Demais disso, usar-se de discricionariedade, quando ainda se está subordinado à obrigatoriedade – recusando-a gratuitamente –, é ir de encontro ao princípio da legalidade, sustentáculo de todo o ordenamento jurídico, caminhando contra a lei, apagando as funções institucionais que foram cometidas ao Ministério Público, sem nenhuma incompatibilidade, pela Constituição Federal, de sorte a abdicar, inconstitucionalmente, de suas atribuições.
Não será mitigando o princípio da obrigatoriedade, e fazendo com que este seja sobrepujado pelo princípio da independência funcional, que teremos um Ministério Público com maior legitimidade social. A liberdade e a independência funcional, por certo, existem. O que não pode haver é liberdade ao arrepio da lei.
Dessa maneira, acatar o entendimento da Recomendação em comento significa negar vigência aos incisos II e III do art. 82, do CPC, e mais ainda, negar vigência aos dispositivos que reclamam a intervenção ministerial nos procedimentos referentes a registros públicos (Lei nº 6.015/73), ao mandado de segurança (Lei nº12.016/09) e outros.
REFERÊNCIAS
LESSA, E. H. B. O custos legis retórico: a desconstrução do fiscal da lei no processo civil brasileiro. 2011. 94 f. Dissertação (Mestrado em Direito)–Universidade Católica de Pernambuco (UNICAP), Recife, 2011. Disponível em: <http://www.unicap.br/tede//tde_busca/arquivo.php?codArquivo=660> Acesso em: 20 mar. 2013.
MAZZILLI, Hugo Nigro. A defesa dos interesses difusos em juízo: meio ambiente, consumidor, patrimônio cultural, patrimônio público e outros interesses. 16. ed. São Paulo; Saraiva, 2003.

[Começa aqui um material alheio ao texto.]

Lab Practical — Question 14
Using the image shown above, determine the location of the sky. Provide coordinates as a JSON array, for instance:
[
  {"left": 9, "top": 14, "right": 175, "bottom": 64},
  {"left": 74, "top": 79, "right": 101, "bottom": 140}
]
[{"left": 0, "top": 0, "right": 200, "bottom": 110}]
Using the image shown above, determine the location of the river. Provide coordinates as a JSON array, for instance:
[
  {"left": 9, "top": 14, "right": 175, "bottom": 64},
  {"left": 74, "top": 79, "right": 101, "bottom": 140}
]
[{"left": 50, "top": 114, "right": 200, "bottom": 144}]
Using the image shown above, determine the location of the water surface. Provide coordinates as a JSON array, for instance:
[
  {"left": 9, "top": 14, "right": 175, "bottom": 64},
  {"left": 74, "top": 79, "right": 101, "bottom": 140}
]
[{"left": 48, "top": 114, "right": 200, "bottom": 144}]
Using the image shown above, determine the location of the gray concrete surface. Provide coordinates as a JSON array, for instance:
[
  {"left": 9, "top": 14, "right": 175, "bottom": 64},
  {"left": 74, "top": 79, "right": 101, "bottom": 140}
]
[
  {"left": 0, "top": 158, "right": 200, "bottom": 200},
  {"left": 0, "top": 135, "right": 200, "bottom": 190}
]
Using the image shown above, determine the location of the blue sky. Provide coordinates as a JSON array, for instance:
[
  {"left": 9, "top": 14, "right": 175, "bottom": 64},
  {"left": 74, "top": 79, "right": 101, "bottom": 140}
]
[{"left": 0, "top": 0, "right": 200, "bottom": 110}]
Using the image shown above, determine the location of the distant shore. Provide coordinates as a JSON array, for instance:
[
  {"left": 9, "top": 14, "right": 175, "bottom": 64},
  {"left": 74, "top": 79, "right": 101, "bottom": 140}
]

MAZZILLI, Hugo Nigro. Introdução ao Ministério Público. 4. ed. São Paulo: Saraiva, 2002.
Notas
[1] TORNAGHI, Hélio Bastos. Comentários ao Código de Processo Civil, vol. I, p. 278, Revista dos Tribunais, 1976.
[2] MAZZILLI, Hugo Nigro. Aspectos polêmicos da Ação civil pública. Artigo publicado em diversas revistas jurídicas, dez. 2005. Disponível em: <http://www.mazzilli.com.br>. Acesso em: 20 mar. 2013.
[3] MAZZILLI, Hugo Nigro. Regime Jurídico do Ministério Público, Saraiva, 3ª edição, 1996, p. 72-73.
[4] BRASIL. Supremo Tribunal Federal. Recurso Extraordinário nº 422099-SP. Disponível em: <http//redir.stf.jus.br> Acesso em: 20 mar. 2013.
[5] LESSA, E.H.B. A Atuação do MP no Custos Legis. DFATO - Revista da Associação do Ministério Público de Pernambuco, Recife/PE, p. 29 - 30, 01 jul. 2011.